Many of those living in Thailand only know that today they do not have to go to work. This is exciting for many, and can also be difficult to discover exactly what the significance of the day is. While it may appear to be just another day “Buddha Day,” Asarnha Bucha day is, in fact, one of the most holy days of Theravada Buddhism.
The holiday lands on the full moon of the eighth lunar month. On this day, hundreds of years ago, Buddha gave his first sermon following his enlightenment. The sermon itself took place at Deer Park in Benares, India. The sermon was attended by five ascetics. Buddha taught these men the Four Noble Truths. These Truths explain the conceptual framework of Buddhism and enlightenment. They are the understanding that life is suffering, suffering is caused by craving, there is an attainable state beyond suffering and craving, and the final truth is the path to attain this state. After the sermon, the monks decided to become followers of the Buddha and, therefore, the first order of monks was started.
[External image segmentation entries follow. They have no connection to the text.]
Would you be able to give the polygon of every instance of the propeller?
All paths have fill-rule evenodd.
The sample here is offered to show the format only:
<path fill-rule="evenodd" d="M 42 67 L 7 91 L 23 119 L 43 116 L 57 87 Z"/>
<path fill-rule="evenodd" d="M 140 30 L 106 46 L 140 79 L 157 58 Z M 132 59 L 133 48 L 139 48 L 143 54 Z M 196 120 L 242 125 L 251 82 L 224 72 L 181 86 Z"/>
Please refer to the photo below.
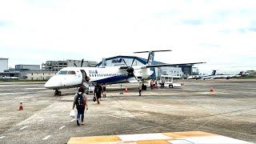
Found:
<path fill-rule="evenodd" d="M 134 78 L 136 78 L 136 80 L 138 81 L 138 78 L 137 78 L 137 77 L 136 77 L 136 76 L 134 75 L 134 69 L 132 67 L 134 60 L 135 60 L 135 58 L 134 58 L 134 60 L 133 60 L 130 66 L 128 66 L 127 64 L 126 64 L 126 61 L 123 59 L 123 62 L 124 62 L 124 63 L 126 64 L 126 66 L 127 66 L 127 67 L 126 67 L 126 71 L 128 72 L 128 74 L 127 74 L 127 77 L 126 77 L 126 81 L 127 81 L 127 79 L 128 79 L 129 77 L 134 77 Z"/>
Asarnha Bucha day also marks the beginning of Vassa, which is commonly referred to as Buddhist Lent in the West. Vassa lasts three lunar months. Most monks will remain in their monasteries for the duration and spend their time meditating. Many Buddhists will refrain from cravings such as meat, alcohol and smoking.
Thais will celebrate the day in various ways. Most will go to temple, listen to sermons and make merit. In the evening candles are lit and they circle the temple’s stupa three times. In places such as Ubon Ratchathani, they have an entire candle festival in which elaborate candles are displayed and paraded through the city. In Saraburi, monks will walk the town and locals will make offerings of flowers in their alms bowls instead of food.
In sum, Asarnha Bucha is one of the most important days of the Theravada Buddhist tradition. It is mostly important because it marks the date in which the Buddha delivered the vital framework and teaching to reach enlightenment, but also celebrates the founding of the first order or monks and the beginning of Vassa.